Wireless Security - Access Point


Access Point (AP) is the central node in 802.11 wireless implementations. It is the interface between wired and wireless network, that all the wireless clients associate to and exchange data with.

For a home environment, most often you have a router, a switch, and an AP embedded in one box, making it really usable for this purpose.

Access Point

Base Transceiver Station

Base Transceiver Station (BTS) is the equivalent of an Access Point from 802.11 world, but used by mobile operators to provide a signal coverage, ex. 3G, GSM etc...

Base Transceiver Station

Note − The content of this tutorial concentrates on the 802.11 wireless networking, therefore any additional information about BTS, and mobile communication in more detail, would not be included.

Wireless Controller (WLC)

In corporate wireless implementation, the number of Access Points is often counted in hundreds or thousands of units. It would not be administratively possible to manage all the AP's and their configuration (channel assignments, optimal output power, roaming configuration, creation of SSID on each and every AP, etc.) separately.

Wireless Controller

This is the situation, where the concept of wireless controller comes into play.
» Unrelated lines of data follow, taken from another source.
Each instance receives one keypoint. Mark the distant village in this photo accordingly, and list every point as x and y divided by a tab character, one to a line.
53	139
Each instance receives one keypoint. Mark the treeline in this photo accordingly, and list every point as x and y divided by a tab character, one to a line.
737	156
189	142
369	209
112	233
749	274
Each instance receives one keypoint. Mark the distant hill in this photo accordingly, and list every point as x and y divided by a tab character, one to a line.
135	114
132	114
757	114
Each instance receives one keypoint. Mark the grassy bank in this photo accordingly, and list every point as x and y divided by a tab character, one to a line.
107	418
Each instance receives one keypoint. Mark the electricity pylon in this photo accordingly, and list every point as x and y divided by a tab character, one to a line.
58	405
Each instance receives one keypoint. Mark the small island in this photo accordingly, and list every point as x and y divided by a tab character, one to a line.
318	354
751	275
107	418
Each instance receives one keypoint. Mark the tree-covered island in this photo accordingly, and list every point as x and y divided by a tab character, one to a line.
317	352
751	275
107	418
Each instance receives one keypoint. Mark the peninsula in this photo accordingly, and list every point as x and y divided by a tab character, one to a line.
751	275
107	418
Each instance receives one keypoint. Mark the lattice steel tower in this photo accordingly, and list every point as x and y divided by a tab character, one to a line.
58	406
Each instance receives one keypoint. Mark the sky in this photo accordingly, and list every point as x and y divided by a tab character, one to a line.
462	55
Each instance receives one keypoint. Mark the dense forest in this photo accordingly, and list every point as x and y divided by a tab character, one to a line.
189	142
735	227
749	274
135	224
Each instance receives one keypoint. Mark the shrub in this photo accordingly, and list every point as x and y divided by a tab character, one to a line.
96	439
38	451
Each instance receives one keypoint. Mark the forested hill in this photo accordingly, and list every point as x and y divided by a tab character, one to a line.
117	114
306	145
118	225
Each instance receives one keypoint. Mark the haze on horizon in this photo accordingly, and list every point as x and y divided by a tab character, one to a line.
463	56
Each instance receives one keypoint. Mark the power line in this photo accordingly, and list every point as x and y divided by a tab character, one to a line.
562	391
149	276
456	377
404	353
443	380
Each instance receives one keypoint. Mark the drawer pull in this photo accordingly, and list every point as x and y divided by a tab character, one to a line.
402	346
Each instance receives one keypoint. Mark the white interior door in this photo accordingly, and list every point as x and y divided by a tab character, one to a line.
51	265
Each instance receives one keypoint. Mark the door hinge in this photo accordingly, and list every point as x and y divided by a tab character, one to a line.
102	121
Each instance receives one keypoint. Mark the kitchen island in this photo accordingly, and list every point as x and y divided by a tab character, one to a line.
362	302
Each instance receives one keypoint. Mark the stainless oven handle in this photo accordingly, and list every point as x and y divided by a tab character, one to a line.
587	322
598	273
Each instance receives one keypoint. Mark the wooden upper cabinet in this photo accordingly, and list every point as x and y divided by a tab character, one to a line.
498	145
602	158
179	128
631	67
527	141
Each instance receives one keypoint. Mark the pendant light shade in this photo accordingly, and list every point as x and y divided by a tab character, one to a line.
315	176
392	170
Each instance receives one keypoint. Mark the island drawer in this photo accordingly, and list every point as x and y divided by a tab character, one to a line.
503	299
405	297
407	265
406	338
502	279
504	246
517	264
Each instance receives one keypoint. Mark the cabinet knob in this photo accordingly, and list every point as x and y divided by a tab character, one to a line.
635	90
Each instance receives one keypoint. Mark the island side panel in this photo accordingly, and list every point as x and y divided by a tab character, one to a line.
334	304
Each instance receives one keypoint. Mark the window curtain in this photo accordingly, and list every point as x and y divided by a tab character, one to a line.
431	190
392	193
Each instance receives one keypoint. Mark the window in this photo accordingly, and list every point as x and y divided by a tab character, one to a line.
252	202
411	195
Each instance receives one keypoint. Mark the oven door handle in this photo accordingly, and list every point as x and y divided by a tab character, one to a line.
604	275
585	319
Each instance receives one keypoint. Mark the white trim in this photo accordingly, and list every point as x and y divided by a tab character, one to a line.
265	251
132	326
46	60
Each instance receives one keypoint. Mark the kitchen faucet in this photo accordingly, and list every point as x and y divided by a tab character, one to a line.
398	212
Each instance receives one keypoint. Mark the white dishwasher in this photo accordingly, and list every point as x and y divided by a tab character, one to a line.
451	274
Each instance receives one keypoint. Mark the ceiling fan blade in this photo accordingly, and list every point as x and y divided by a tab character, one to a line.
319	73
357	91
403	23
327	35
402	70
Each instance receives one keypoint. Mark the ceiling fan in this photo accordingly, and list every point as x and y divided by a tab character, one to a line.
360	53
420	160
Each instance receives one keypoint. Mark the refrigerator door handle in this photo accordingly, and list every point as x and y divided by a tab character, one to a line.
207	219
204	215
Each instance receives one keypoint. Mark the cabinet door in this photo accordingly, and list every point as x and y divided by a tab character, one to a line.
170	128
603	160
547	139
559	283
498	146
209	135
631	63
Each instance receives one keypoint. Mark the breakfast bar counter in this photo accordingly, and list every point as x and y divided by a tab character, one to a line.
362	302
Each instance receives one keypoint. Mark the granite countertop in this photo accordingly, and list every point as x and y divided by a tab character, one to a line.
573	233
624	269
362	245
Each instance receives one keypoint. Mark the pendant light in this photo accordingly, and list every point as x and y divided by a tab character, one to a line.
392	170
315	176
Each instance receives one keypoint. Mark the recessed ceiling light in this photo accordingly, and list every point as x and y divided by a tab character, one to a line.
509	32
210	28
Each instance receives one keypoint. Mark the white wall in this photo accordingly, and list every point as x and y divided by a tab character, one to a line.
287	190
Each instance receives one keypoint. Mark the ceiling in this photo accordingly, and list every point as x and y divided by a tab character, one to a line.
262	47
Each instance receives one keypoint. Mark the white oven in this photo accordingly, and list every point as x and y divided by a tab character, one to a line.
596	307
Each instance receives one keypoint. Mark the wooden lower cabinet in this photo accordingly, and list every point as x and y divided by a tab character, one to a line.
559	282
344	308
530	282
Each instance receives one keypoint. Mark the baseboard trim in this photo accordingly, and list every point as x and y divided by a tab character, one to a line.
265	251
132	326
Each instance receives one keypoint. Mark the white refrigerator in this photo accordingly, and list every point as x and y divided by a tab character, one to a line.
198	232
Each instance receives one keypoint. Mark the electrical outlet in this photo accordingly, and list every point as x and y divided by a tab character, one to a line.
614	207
It is the "Mastermind" behind all the wireless network operation. This centralized server which has the IP connectivity to all the AP's on the network making it easy to manage all of them globally from the single management platform, push configuration templates, monitor users from all the AP's in real time and so on.

Centralized Server

Service Set Identifier (SSID)

SSID directly identifies the wireless WLAN itself. In order to connect to Wireless LAN, the wireless client needs to send the same exact SSID in the association frame as the SSID name, preconfigured on the AP. So the question now arises how to find out which SSIDs are present in your environment? That is easy as all the operating systems come with a built-in wireless client that scans wireless spectrum for the wireless networks to join (as shows below). I am sure you have done this process several times in your daily routine.

Wireless WLAN

But, how those devices know that specific wireless network is named in that particular way just by listening to radio magnetic waves? It is because one of the fields in a beacon frame (that APs transmit all the time in very short time intervals) contains a name of the SSID always in clear text, which is the whole theory about this.

Beacon Frame SSID

SSID can have a length of up to 32 alphanumeric characters and uniquely identifies a particular WLAN broadcasted by the AP. In case, when the AP has multiple SSIDs defined, it will then send a separate beacon frame for each SSID.


A cell is basically a geographical region covered by the AP's or BTS's antenna (transmitter). In the following image, a cell is marked with a yellow line.


Most often, an AP has much more output power, when compared it with the capabilities of the antenna built-in into the client device. The fact that, the client can receive frames transmitted from the AP, does not mean that a 2-way communication can be established. The above picture perfectly shows that situation. - In both situations, a client can hear AP's frames, but only in the second situation, the 2-way communication can be established.

The outcome from this short example is that, when designing the wireless cell sizes, one has to take into account, what is the average output transmitting power of the antennas that clients will use.


Wireless Networks may be configured to support multiple 802.11 standards. Some of them operate on the 2.4GHz band (example are: 802.11b/g/n) and other ones on the 5GHz band (example: 802.11a/n/ac).

Depending on the band, there is a predefined set of sub-bands defined for each channel. In environments with multiple APs placed in the same physical area, the smart channel assignment is used in order to avoid collisions (collisions of the frames transmitted on exactly the same frequency from multiple sources at the same time).


Let's have a look at the theoretical design of the 802.11b network with 3 cells, adjacent to each other as shown in the above picture. Design on the left is composed of 3 non-overlapping channels - it means that frames sent by APs and its clients in particular cell, will not interfere with communication in other cells. On the right, we have a completely opposite situation, all the frames flying around on the same channel leads to collisions and degrade the wireless performance significantly.


Antennas are used to "translate" information flowing as an electrical signal inside the cable and into the electromagnetic field, which is used to transmit the frame over a wireless medium.


Every wireless device (either AP or any type of wireless client device) has an antenna that includes a transmitter and the receiver module. It can be external and visible to everyone around or built-in, as most of the laptops or smartphones nowadays have.

For wireless security testing or penetration tests of the wireless networks, external antenna is one of the most important tools. You should get one of them, if you want to go into this field! One of the biggest advantages of external antennas (comparing to most of the internal antennas you might meet built-in to the equipment), is that they can be configured in a so-called "monitor mode" - this is definitely something you need! It allows you to sniff the wireless traffic from your PC using wireshark or other well-known tools like Kismet.

There is a very good article on the internet (https://www.raymond.cc/blog/best-compatible-usb-wireless-adapter-for-backtrack-5-and-aircrack-ng/) that helps with the choice of the external wireless antenna, especially for Kali Linux that has monitor mode capabilities. If you are seriously considering going into this field of technology, I really recommend all of you to purchase one of the recommended ones (I have one of them).